Stopping Baker Mayfield

I'm not plowing fresh ground here, but dang can Baker Mayfield move the pocket around quickly. I keep getting asked will he hurt us more with his legs or arm, and I remain convinced it is his arm, but that answer has a lot to do with his ability to move around and create time...and confusion. Watching Mayfield in clips, it is easy to see defenses, linebackers especially, get undisciplined in their assignments. Oklahoma's offense will run at least two receivers, with an Hback or Split End exploiting the middle zone area, while sneaking a RB out for quick in/out or wheel route. The linebackers in coverage have to be very good pass defenders, especially on plays that Stidham is baiting them into peeling off coverage to pursue him.

Think Stidham on Auburn's third FG drive in the regular season or their longest pass play completion in the SEC Championship game with wheel route combos to Chandler Cox.

Like many big play offenses, Oklahoma dares you to be aggressive, then beats you with it. The difference is that offense also clicks well on the 5-7 yard play, which is all about Mayfield's ability to find an open receiver in the 3-6 yard range. They faced about 6 3rd and longs (7+ yards) a game, that from a team that had over 140 offensive drives this season. That is comparable to Georgia, but they use their short passing game to accomplish that. Then they lull you in and hit a 65 yard pass play.

That is all about Mayfield's ability to move the pocket and extend plays, not necessarily by rushing, though he can do that, too.

So, what's the trick to stopping them? Baker Mayfield isn't great with walls between him and open ground.  When he is pressured into rushing around a wall to escape, he tends to get caught and put on the ground face down pretty easily.
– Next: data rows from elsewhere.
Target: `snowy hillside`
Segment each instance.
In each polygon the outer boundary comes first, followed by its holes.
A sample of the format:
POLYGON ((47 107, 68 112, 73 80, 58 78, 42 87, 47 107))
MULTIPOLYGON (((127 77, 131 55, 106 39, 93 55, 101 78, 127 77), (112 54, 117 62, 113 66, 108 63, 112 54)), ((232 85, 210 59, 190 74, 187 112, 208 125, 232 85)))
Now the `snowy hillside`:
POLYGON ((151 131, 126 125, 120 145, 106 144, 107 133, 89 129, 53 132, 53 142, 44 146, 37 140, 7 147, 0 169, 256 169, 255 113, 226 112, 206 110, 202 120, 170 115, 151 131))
Go back and watch how Mel Tucker's defense played against Auburn in the SEC Championship game. Georgia made Stidham uncomfortable in the pocket, making him throw the ball away a fair amount. That is the best example of how you can hope to slow down Oklahoma. Make Mayfield uncomfortable by pressuring him to run into that wall or get rid of the ball, probably without blitzing too much.  The magic is in actually doing it again, this time against a better QB and an offense that has a month to prepare for what you did.